[R-sig-eco] null model selection in functional diversity analysis

Thu Oct 23 11:43:51 CEST 2014

Dear r-sig-ecology listers,

I am involved in a study whose objective is the see if there relationships
between the functional diversity of the fish community and environmental
factors of the sample site for a number of sites in a bounded environment.
Specifically, we are looking at the parameters of functional richness
("FRic") and functional diversity ("RaoQ") as calculated by the R package
"FD". We observe certain trends in these indices as related to the
environmental factors in question, and would now like to determine if the
effect of their deviation from a null model is significant or not.

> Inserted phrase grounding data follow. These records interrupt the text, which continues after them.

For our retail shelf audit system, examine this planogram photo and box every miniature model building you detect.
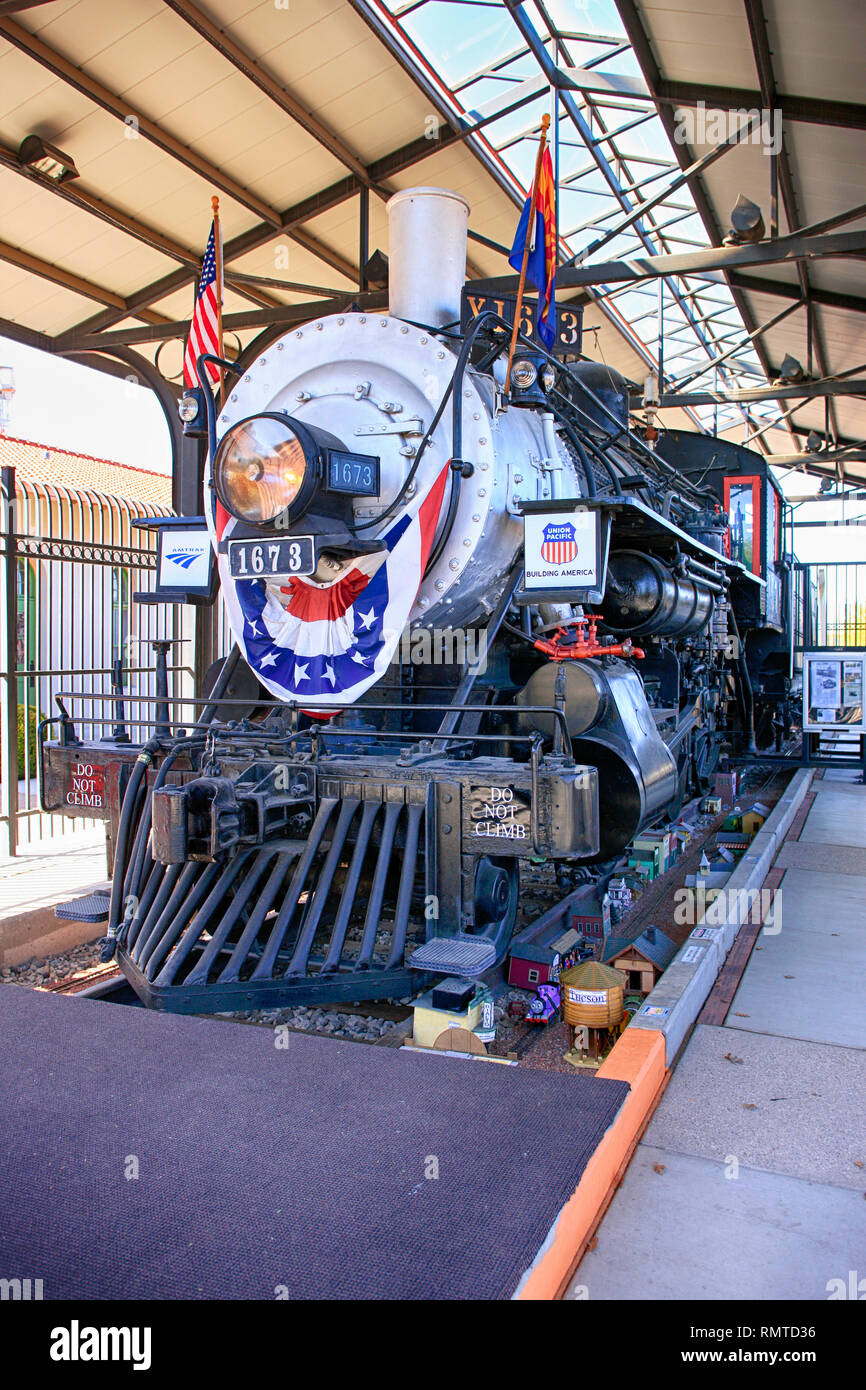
[606,878,631,935]
[562,960,626,1059]
[713,771,740,808]
[509,929,584,990]
[411,976,493,1054]
[605,927,677,994]
[571,884,616,942]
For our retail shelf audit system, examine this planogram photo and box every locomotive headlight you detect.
[214,416,316,525]
[512,357,538,391]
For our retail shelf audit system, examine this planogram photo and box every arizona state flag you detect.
[509,149,556,352]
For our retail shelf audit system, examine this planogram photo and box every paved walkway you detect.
[570,773,866,1300]
[0,826,107,923]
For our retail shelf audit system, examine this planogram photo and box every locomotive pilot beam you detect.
[40,189,791,1012]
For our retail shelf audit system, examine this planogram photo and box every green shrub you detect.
[18,705,39,777]
[0,705,39,777]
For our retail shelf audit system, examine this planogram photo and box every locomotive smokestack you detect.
[388,188,468,328]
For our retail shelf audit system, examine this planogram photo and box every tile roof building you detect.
[0,435,171,512]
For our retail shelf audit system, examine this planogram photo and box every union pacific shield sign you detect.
[524,510,599,589]
[541,521,577,564]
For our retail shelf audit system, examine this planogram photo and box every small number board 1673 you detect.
[228,535,316,580]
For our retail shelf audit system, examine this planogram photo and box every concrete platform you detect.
[0,827,107,967]
[570,783,866,1300]
[0,986,630,1300]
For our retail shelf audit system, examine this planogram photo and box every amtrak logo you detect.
[165,548,204,570]
[541,521,577,564]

Given the fact that FRic and RaoQ are often correlated with the richness
and diversity, respectively, of the community, many null models are
designed to remove these effects by permutating the abundance matrix while
maintaining the functional trait matrix constant.

Null model descriptions:

1. Own null model - Our first attempt has been to permutate the site
association of individual fishes to site (see function "ownNull" below). The
result of the null model is that abundance values for sites (rows) and
species (columns) are maintained. The original idea was that we wanted to
maintain the overall site capacity to sustain a certain number of
individuals. Also, since certain species are linked with higher abundances,
these total abundances should be maintained. The rationale was that in the
absence of site-specific environmental controls on species identity,
individuals would roam at random over the entire study region and end up
randomly at the individual sites, each of which has a certain carrying
capacity determining the number of individuals per site, but not their
identity.
Summary of constrained patterns:
    * site abundance (yes)
    * site diversity (no)
    * site richness (no)
    * global spp abundance (yes)
    * global spp frequency distribution (no)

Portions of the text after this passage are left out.